Каков оборот, почтенные читатели! Припомните одно подобное место в которой-то речи Цицерона против Катилины.
— Вот он! — повторил я с большею силою. Гляжу, и… что же? все спят мертвым сном. Я чуть не лишился чувств. — В город! — воскликнул я громовым голосом, так что все вскочили в одно время.
— За город! — завопил спросонья Алексей Петрович. Я повелительным жестом привел всех в движение. Кучера в минуту запрягли экипажи.
— Как же мы славно погуляли! — сказали оба вдруг, Зуров и Вереницын, влезая в шарабан.
— Какие места! — прибавили Марья Александровна и Зинаида Михайловна, и как мы здесь повеселились! Когда-нибудь в другой раз приедем.
В десять часов мы поехали из селения, а к трем только что добрались до Петербурга.
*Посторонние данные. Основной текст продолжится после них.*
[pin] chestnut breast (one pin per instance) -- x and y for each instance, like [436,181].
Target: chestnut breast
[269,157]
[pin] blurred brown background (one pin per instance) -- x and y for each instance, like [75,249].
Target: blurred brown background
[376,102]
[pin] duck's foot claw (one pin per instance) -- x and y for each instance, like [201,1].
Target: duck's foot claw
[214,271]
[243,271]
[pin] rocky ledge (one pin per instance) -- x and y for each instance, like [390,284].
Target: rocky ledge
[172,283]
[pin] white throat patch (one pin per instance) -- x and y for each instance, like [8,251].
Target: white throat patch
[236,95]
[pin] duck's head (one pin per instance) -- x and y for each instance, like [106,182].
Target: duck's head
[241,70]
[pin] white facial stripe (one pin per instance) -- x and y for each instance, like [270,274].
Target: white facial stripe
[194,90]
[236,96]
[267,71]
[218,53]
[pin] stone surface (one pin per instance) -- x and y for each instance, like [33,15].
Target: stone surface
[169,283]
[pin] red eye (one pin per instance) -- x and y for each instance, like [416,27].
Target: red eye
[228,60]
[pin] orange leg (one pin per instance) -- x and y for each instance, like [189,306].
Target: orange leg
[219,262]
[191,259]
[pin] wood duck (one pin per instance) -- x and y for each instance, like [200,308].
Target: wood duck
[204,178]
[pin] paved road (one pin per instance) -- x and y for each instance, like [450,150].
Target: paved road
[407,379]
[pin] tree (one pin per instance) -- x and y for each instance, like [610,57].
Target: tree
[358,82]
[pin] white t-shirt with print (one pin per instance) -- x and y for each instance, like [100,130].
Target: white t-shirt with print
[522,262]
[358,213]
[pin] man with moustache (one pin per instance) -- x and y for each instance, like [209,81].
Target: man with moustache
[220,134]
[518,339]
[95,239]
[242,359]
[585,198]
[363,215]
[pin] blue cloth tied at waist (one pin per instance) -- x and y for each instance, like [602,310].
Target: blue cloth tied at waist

На этот раз все попытки Зуровых останавливаться на дороге, «походить по ночной росе», как просились Марья Александровна и Зинаида Михайловна, были безуспешны: мы с Тяжеленкой решительно воспротивились и действовали сообразно принятому намерению.
Подъехав к Воскресенскому мосту, передовой экипаж остановился. Я, вообразив, что причиною остановки было какое-нибудь загородное желание Зуровых, хотел уже напомнить им, что мы в городе, как вдруг увидел или, точнее, не увидел моста.
— Где же он? — спросил я у будочника.
— Разве не видите, барин, что развели! — отвечал он.
— А когда наведут?
— Часов в шесть.
— Поздравляю вас, mesdames: нам нельзя попасть домой: мост разведен!
Вдруг все мои больные встрепенулись.
— Так можно ехать опять за город! — закричали они. — Что теперь дома делать! Эй, Парамон! ворочай назад!
К счастию, зараза не приставала к кучеру, между тем как голод и сон давно одолевали его. Он с жалостной миной взглянул на меня.